Actinobacteria possess a great wealth of pathways for production of bioactive compounds. Following advances in genome mining, dozens of natural product (NP) gene clusters are routinely found in each actinobacterial genome; however, the modus operandi of this large arsenal is poorly understood. During investigations of the secondary metabolome of Streptomyces rapamycinicus, the producer of rapamycin, we observed accumulation of two compounds never before reported from this organism. Structural elucidation revealed actinoplanic acid A and its demethyl analogue. Actinoplanic acids (APLs) are potent inhibitors of Ras farnesyltransferase and therefore represent bioactive compounds of medicinal interest. Supported with the unique structure of these polyketides and using genome mining, we identified a gene cluster responsible for their biosynthesis in S. rapamycinicus Based on experimental evidence and genetic organization of the cluster, we propose a stepwise biosynthesis of APL, the first bacterial example of a pathway incorporating the rare tricarballylic moiety into an NP. Although phylogenetically distant, the pathway shares some of the biosynthetic principles with the mycotoxins fumonisins.
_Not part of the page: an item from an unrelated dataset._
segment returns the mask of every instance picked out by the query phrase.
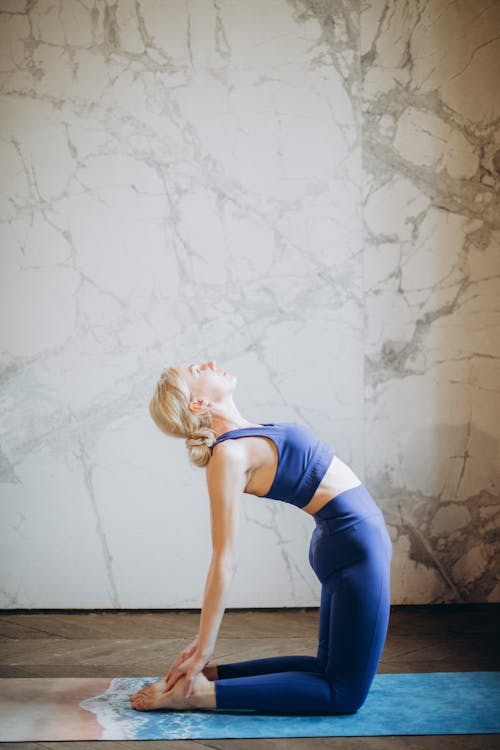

Namely, the core polyketide is acylated with the tricarballylate by an atypical nonribosomal peptide synthetase-catalyzed ester formation. Finally, motivated by the conserved colocalization of the rapamycin and APL pathway clusters in S. rapamycinicus and all other rapamycin-producing actinobacteria, we confirmed a strong synergism of these compounds in antifungal assays. Mining for such evolutionarily conserved coharboring of pathways would likely reveal further examples of NP sets, attacking multiple targets on the same foe. These could then serve as a guide for development of new combination therapies.

KEYWORDS:

actinobacteria; actinoplanic acid; genomics; natural product biosynthesis; pathway; peptide biosynthesis; polyketide; protein farnesylation; rapamycin; synergy; target of rapamycin (TOR); tricarboxylic acid cycle (TCA cycle) (Krebs cycle)

Conflict of interest statement

The authors declare that they have no conflicts of interest with the contents of this article.